O primeiro alicerce é a memória. Uma graça que devemos pedir
é a de saber recuperar a memória, a memória daquilo que o Senhor realizou em
nós e por nós: trazer à mente que Ele, como diz o Evangelho de hoje, não nos
esqueceu, mas «recordou-Se» (Lc 1, 72) de nós: escolheu-nos,
amou-nos, chamou-nos e perdoou-nos; na nossa história pessoal de amor com ele,
houve grandes acontecimentos que se devem reavivar com a mente e o coração. Mas
há também outra memória a salvaguardar: a memória do povo. De facto, os povos
têm uma memória, como as pessoas. E a memória do vosso povo é muito antiga e
preciosa. Nas vossas vozes, ressoam as dos Santos sábios do passado; nas vossas
palavras, há o eco de quem criou o vosso alfabeto, com a finalidade de anunciar
a Palavra de Deus; nos vossos cânticos, misturam-se os gemidos e as alegrias da
vossa história. Pensando em tudo isto, certamente podereis reconhecer a
presença de Deus: Ele não vos deixou sozinhos.
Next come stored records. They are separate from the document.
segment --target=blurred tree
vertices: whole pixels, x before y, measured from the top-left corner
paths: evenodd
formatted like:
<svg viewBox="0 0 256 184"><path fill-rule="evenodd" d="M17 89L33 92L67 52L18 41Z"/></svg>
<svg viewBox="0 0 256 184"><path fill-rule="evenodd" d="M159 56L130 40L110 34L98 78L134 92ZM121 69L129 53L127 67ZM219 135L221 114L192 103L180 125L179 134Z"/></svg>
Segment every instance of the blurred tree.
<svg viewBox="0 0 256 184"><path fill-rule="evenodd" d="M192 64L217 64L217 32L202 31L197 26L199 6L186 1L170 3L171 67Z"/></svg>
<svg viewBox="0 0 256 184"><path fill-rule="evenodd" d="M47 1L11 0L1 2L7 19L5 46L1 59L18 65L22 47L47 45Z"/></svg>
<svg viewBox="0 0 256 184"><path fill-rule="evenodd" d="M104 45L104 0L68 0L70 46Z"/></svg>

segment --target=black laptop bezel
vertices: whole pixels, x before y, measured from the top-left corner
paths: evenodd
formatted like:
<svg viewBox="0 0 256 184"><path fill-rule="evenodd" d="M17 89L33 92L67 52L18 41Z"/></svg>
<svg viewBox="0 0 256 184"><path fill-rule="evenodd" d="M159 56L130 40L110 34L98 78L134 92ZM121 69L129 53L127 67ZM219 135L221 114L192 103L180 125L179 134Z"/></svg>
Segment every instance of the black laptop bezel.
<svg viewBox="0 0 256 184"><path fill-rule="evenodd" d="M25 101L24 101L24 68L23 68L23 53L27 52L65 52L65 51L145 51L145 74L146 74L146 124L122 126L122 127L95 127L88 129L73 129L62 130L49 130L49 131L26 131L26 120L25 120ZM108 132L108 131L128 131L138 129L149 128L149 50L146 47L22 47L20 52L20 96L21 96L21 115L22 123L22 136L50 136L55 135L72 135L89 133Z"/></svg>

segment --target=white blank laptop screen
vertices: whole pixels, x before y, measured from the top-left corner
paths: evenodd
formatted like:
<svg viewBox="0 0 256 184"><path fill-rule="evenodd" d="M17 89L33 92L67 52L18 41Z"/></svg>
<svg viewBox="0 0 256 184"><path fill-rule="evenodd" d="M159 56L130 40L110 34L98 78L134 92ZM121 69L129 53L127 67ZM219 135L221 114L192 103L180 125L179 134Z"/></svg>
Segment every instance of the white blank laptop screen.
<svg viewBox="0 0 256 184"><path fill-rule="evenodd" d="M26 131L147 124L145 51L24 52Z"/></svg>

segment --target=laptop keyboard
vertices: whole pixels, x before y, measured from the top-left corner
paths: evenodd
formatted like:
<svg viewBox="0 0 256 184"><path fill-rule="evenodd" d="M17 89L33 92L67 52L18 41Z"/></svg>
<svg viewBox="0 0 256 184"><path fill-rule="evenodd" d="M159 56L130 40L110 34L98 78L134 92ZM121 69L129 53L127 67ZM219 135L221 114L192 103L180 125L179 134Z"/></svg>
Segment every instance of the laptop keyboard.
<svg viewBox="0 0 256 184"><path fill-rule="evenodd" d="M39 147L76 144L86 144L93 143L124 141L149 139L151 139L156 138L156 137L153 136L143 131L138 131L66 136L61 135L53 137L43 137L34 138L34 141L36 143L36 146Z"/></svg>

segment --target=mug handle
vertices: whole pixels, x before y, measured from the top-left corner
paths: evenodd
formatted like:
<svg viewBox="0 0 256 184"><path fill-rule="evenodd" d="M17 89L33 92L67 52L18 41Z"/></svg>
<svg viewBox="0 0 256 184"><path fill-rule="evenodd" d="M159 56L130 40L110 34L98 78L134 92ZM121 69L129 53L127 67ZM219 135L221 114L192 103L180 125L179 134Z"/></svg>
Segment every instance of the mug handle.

Mesmo no meio de adversidades
tremendas, poderemos dizer, com o Evangelho de hoje, que o Senhor visitou o
vosso povo (cf. Lc 1, 68): recordou-Se da vossa fidelidade ao
Evangelho, das primícias da vossa fé, de todos aqueles que testemunharam, mesmo
à custa do sangue, que o amor de Deus vale mais que a vida (cf. Sal 63,
4). É bom para vós poderdes lembrar, com gratidão, que a fé cristã se tornou a
respiração do vosso povo e o coração da sua memória.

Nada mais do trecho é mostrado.